For his part, NFL Commissioner Roger Goodell said Wednesday that the Bills’ lease situation means they will remain in Western New York for the foreseeable future.
“We all know they have a lease,” the commissioner said during the final press conference of the NFL meetings in Orlando. “We know the terms of (that) lease, and we also know we have to find a long-term solution to keep the Bills there ... and that’s what we’ll continue to work to do. ...”
Nevertheless, Bills fans are justified in feeling nervous.

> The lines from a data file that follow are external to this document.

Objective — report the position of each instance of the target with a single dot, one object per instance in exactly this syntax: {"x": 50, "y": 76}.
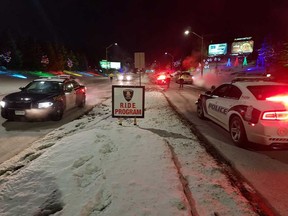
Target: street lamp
{"x": 107, "y": 54}
{"x": 187, "y": 32}
{"x": 172, "y": 57}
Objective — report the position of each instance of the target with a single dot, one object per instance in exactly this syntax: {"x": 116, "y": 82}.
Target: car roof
{"x": 59, "y": 78}
{"x": 255, "y": 80}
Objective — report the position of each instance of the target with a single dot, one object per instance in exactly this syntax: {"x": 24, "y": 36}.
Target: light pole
{"x": 107, "y": 54}
{"x": 187, "y": 32}
{"x": 172, "y": 57}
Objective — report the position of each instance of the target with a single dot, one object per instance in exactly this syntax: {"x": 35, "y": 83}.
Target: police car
{"x": 44, "y": 98}
{"x": 252, "y": 110}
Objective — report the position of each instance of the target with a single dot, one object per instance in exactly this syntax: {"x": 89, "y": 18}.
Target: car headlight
{"x": 2, "y": 104}
{"x": 120, "y": 77}
{"x": 45, "y": 105}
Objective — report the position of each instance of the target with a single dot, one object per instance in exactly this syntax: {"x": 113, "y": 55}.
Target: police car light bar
{"x": 252, "y": 78}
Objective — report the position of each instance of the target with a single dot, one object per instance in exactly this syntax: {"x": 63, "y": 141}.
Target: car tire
{"x": 200, "y": 110}
{"x": 237, "y": 131}
{"x": 57, "y": 113}
{"x": 82, "y": 101}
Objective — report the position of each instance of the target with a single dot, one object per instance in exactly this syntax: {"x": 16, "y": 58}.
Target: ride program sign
{"x": 128, "y": 101}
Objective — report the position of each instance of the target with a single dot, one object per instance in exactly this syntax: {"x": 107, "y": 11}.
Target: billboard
{"x": 110, "y": 65}
{"x": 242, "y": 47}
{"x": 217, "y": 49}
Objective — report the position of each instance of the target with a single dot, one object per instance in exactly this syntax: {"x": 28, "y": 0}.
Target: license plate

I don’t think anybody who is originally from or is living in Buffalo wants to see the Bills moved to another city. Even my friends and family who care nothing for the team, or for sports in general, understand the negative impact it would have on the fans and Western New York community if the team moves elsewhere.
Perhaps the NFL authorities could lift the ban on publicly owned, non-profit ownership, so that fans could take ownership. It’s working for Green Bay — and Bills fans have just as much dedication as those cheeseheads.
I, for one, would not support any other team in the National Football League with even close to the same passion I’ve had for the Bills during the past couple of decades.
I am dedicated. I’ve sat through blizzards, nearly getting frostbite while attending Bills games during the winter, and I’ve spent thousands of dollars on Bills paraphernalia. Yes, I wore the Zubaz pants.
I videorecorded all of the playoff games during the late ‘90s and developed that deep-seated hatred for the Miami Dolphins during that same time period. I became “friends” with hundreds of tailgaters, I’ve kissed the side of Ralph Wilson Stadium for good luck, I’ve danced like a fool to the “Shout” song, cheered the loudest chants after a victory and cried into many beers after a loss.
I was bursting with excitement when I had the opportunity to report on high school football playoffs for five years on the very field where Bills legends like Jim Kelly, Andre Reed, Thurman Thomas and Bruce Smith played and where Marv Levy coached.
There are hundreds of thousands of people out there who have done the same. It’s a commitment that even 14 years without a playoff berth can’t shake.
Overall, even though the “Father of the Bills” has passed, his love for the team will live on in the fans and, hopefully, within its new owner.
Bills fans bleed the deepest blues, the purest whites and the darkest reds for this team. A new owner needs to have that same passion along with the ability to bring talent to this squad, so that we, The 12th Man, can continue our love for this team and finally see a championship.